According to the team, “These retro-reflections enable higher absorbance and improved power conversion efficiency. We fabricated 3D printed external light traps with a square, hexagonal and circular compound parabolic concentrator to test their suitability for concentrator arrays.
The 3D printed traps were placed on top of an organic solar cell, which resulted in a significant enhancement of the external quantum efficiency.”
The inclusion of light traps allows the solar cell to capture 100% of the light that enters it, increasing efficiency by 20%. When scaled into commercial applications, this would allow the creation of smaller solar panels that still offered outstanding efficiency and power generation, thus reducing the overall costs.
It would also reduce the footprint for solar installations, both in commercial and residential applications.
The Dutch team points out that this is not the first time this has been attempted, but the previous tries did not have the benefit of 3D printing.
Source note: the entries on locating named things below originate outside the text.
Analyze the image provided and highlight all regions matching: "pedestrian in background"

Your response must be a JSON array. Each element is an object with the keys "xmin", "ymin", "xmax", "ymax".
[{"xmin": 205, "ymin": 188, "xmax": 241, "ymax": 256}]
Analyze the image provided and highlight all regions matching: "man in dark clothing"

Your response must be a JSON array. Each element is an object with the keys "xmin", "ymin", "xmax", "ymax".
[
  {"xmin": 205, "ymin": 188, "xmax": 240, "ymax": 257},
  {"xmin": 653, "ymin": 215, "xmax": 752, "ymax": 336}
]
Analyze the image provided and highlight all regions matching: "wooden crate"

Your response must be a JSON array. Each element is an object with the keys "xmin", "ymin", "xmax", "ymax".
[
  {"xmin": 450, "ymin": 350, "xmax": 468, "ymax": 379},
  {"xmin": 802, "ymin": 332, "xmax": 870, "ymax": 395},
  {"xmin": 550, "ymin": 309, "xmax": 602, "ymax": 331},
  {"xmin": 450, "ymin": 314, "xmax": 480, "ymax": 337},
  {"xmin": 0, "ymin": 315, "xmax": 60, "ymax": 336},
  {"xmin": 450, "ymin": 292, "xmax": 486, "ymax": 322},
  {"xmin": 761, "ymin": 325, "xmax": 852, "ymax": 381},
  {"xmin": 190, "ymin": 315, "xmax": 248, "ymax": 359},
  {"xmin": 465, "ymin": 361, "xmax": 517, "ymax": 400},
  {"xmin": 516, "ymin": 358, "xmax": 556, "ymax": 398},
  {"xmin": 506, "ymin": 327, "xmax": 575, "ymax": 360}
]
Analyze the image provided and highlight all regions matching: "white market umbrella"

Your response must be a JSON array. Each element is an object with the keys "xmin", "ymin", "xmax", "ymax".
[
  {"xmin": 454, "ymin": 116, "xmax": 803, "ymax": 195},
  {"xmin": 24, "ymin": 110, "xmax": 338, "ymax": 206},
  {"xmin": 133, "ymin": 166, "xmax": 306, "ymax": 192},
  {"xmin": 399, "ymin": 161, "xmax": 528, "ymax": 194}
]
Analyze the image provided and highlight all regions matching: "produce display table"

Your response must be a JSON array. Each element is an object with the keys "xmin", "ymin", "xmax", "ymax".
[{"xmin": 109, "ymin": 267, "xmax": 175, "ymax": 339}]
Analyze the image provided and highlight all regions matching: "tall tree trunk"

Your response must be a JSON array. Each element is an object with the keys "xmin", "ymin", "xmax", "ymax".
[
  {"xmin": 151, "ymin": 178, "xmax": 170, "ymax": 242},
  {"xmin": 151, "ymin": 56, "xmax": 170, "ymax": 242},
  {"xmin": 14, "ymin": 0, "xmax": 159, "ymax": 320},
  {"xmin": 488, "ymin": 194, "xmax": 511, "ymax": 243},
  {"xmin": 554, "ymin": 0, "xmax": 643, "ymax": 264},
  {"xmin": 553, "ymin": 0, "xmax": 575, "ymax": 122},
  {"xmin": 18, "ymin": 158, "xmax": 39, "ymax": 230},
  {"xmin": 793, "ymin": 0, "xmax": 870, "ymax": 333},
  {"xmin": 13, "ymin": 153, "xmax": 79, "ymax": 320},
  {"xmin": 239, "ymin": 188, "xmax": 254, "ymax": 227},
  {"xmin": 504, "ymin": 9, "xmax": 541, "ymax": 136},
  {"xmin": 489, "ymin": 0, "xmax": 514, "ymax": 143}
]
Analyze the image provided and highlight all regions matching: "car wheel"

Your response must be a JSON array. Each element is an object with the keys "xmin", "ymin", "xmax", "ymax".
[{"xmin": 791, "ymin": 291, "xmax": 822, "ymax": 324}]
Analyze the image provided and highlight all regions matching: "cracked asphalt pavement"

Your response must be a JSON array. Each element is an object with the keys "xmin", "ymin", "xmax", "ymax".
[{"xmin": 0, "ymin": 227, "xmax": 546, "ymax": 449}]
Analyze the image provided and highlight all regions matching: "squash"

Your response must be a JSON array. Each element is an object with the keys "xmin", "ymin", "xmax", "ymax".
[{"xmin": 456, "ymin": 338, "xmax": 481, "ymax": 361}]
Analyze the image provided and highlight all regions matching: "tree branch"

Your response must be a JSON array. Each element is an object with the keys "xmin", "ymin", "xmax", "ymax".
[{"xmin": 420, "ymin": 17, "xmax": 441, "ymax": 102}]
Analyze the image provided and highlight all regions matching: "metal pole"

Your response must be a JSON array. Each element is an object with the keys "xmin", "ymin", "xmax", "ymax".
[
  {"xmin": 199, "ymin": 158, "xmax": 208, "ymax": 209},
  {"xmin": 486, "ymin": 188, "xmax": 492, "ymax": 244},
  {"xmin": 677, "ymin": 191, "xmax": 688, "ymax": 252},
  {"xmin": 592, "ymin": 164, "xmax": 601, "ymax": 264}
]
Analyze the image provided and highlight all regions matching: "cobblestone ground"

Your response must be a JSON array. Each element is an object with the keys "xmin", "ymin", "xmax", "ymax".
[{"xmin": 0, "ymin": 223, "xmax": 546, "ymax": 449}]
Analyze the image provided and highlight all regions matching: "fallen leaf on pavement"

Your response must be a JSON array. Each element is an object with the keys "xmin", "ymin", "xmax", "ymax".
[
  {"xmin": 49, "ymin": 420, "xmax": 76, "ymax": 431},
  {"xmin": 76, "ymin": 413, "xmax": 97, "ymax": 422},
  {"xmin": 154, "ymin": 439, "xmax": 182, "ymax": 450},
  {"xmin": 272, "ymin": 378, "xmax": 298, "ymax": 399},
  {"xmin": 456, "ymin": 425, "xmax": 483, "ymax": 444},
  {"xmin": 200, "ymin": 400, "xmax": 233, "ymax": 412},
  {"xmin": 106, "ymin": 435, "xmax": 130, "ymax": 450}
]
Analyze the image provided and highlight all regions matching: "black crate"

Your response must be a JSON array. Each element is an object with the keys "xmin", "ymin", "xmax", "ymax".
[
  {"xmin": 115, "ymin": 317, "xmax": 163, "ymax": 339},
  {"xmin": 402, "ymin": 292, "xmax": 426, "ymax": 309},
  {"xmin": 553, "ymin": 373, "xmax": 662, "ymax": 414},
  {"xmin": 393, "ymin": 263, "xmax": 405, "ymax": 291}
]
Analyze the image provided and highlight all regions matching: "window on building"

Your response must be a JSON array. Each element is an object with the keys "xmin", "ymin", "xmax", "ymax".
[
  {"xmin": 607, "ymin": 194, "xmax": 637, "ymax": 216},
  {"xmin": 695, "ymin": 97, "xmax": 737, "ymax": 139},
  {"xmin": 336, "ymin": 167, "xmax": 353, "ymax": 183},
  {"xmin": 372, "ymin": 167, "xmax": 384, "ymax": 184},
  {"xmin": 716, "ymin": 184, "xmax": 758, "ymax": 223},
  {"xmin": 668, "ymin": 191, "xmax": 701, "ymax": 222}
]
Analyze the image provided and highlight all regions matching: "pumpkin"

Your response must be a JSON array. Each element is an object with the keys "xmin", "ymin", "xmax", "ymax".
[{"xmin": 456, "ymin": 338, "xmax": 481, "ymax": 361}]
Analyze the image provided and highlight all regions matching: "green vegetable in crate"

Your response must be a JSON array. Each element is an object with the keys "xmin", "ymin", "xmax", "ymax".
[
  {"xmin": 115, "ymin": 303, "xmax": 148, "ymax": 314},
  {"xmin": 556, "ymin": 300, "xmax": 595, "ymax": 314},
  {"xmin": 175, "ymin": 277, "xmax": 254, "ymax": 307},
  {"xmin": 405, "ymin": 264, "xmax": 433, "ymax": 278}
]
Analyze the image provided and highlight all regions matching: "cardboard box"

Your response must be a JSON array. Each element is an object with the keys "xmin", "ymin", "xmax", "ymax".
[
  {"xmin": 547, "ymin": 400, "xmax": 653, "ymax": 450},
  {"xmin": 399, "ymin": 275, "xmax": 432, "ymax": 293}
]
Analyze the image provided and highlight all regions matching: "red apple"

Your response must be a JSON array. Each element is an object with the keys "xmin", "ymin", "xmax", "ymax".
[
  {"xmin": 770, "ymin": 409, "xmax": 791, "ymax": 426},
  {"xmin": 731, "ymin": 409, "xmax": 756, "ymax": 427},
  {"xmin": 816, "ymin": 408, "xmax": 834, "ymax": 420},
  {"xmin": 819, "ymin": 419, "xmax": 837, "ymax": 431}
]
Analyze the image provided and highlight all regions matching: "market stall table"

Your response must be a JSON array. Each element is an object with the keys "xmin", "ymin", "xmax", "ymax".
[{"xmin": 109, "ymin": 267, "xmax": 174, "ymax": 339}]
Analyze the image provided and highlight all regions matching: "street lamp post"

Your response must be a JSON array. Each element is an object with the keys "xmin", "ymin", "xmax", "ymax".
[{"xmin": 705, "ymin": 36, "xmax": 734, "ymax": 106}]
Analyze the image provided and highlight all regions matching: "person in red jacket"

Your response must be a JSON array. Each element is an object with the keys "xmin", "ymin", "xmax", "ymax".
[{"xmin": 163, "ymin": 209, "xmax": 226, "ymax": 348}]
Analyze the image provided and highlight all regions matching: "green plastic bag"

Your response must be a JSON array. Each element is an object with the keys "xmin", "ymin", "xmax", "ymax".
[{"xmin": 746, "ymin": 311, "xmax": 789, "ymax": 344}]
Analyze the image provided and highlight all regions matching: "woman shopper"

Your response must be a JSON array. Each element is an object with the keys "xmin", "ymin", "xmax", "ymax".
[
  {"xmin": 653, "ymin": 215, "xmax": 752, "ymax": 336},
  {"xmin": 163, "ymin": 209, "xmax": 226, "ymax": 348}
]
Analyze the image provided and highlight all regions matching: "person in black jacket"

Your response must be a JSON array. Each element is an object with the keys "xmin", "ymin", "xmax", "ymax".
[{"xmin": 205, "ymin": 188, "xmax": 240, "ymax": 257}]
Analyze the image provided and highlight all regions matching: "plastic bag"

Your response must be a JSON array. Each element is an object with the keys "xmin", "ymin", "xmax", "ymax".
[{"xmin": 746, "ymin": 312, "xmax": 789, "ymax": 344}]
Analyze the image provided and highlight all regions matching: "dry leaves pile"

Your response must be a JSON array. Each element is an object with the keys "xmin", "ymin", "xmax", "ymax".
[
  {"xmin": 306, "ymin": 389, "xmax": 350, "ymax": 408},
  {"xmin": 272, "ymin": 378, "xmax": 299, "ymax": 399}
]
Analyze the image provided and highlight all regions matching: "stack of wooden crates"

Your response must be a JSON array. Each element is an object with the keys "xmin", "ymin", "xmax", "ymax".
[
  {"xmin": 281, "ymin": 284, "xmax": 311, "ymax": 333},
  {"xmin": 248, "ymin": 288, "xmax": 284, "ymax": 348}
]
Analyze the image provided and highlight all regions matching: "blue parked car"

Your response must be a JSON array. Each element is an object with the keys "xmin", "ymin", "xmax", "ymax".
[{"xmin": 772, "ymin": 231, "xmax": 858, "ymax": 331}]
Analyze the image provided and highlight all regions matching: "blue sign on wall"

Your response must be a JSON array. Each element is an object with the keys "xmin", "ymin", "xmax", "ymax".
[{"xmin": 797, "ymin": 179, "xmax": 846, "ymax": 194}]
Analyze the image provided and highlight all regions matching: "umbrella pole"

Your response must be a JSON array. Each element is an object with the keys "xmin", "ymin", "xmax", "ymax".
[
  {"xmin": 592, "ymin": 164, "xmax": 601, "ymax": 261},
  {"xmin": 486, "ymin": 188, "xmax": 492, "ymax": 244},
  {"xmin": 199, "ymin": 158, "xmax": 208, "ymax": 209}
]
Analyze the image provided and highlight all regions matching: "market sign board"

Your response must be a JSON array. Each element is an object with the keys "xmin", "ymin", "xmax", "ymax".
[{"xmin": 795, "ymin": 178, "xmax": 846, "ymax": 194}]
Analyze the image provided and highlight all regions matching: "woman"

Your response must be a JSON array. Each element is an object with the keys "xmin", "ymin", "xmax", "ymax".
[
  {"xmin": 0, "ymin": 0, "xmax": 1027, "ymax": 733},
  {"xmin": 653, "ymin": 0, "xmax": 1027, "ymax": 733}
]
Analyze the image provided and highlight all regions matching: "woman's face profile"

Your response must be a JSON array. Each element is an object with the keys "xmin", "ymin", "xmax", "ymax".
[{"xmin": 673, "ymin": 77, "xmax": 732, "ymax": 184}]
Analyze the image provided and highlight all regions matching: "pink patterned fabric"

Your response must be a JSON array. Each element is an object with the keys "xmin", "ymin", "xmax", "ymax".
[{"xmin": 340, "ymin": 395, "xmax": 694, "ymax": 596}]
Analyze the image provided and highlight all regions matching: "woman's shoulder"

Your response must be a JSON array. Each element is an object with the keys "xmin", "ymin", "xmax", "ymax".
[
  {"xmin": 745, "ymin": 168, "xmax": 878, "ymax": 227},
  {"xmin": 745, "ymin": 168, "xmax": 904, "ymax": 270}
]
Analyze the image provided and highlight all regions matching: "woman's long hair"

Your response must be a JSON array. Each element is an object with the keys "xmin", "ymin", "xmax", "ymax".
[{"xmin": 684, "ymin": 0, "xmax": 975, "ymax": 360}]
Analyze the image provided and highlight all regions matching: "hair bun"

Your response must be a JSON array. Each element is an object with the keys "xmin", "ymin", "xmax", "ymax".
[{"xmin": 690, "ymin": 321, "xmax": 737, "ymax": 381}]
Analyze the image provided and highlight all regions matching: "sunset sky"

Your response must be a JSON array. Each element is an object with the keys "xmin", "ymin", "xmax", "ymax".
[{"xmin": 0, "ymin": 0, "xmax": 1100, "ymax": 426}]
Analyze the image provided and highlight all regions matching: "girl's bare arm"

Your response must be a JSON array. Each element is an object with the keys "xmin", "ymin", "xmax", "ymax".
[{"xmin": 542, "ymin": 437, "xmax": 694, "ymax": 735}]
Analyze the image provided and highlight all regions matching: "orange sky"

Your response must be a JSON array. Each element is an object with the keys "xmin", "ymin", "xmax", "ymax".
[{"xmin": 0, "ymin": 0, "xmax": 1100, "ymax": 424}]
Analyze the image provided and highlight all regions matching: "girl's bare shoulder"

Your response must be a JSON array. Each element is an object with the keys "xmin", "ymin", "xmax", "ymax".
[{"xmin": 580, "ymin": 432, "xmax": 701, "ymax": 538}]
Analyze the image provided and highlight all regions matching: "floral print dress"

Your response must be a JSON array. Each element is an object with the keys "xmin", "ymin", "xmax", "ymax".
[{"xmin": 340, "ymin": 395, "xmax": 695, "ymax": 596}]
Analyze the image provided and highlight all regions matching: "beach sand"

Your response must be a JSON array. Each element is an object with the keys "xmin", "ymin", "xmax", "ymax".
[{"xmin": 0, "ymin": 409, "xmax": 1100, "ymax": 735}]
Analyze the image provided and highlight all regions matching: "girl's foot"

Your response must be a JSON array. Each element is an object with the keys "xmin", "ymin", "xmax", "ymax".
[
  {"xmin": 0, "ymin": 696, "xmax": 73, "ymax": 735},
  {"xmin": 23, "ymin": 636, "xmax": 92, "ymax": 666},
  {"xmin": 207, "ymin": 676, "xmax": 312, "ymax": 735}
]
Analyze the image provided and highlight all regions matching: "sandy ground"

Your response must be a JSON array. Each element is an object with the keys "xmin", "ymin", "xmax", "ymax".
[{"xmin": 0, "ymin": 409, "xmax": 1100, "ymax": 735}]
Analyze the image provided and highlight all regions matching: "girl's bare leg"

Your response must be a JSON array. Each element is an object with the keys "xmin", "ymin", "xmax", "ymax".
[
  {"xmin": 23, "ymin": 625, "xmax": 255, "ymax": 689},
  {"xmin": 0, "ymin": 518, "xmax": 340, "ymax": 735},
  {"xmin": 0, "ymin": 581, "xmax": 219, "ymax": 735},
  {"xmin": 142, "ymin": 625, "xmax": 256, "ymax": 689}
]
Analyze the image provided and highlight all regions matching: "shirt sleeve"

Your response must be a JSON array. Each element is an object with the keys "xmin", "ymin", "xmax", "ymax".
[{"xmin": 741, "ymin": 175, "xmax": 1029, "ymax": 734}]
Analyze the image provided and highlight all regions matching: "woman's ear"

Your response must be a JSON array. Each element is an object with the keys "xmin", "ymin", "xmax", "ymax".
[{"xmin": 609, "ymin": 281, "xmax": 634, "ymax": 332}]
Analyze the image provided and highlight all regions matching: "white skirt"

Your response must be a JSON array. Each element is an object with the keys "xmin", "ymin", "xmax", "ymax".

Interestingly, they indicate that 3D printing was the perfect solution.
It also proved to be the ideal tool for creating various different shapes and sizes of traps for testing purposes, allowing the team to easily and quickly create a variety of different options that would have taken far, far longer to design and manufacture with other methods.
3D printing will be a core method for the future of solar technology, and the Dutch team’s success is just one more example of how this innovative solution can be applied to the betterment of all humanity.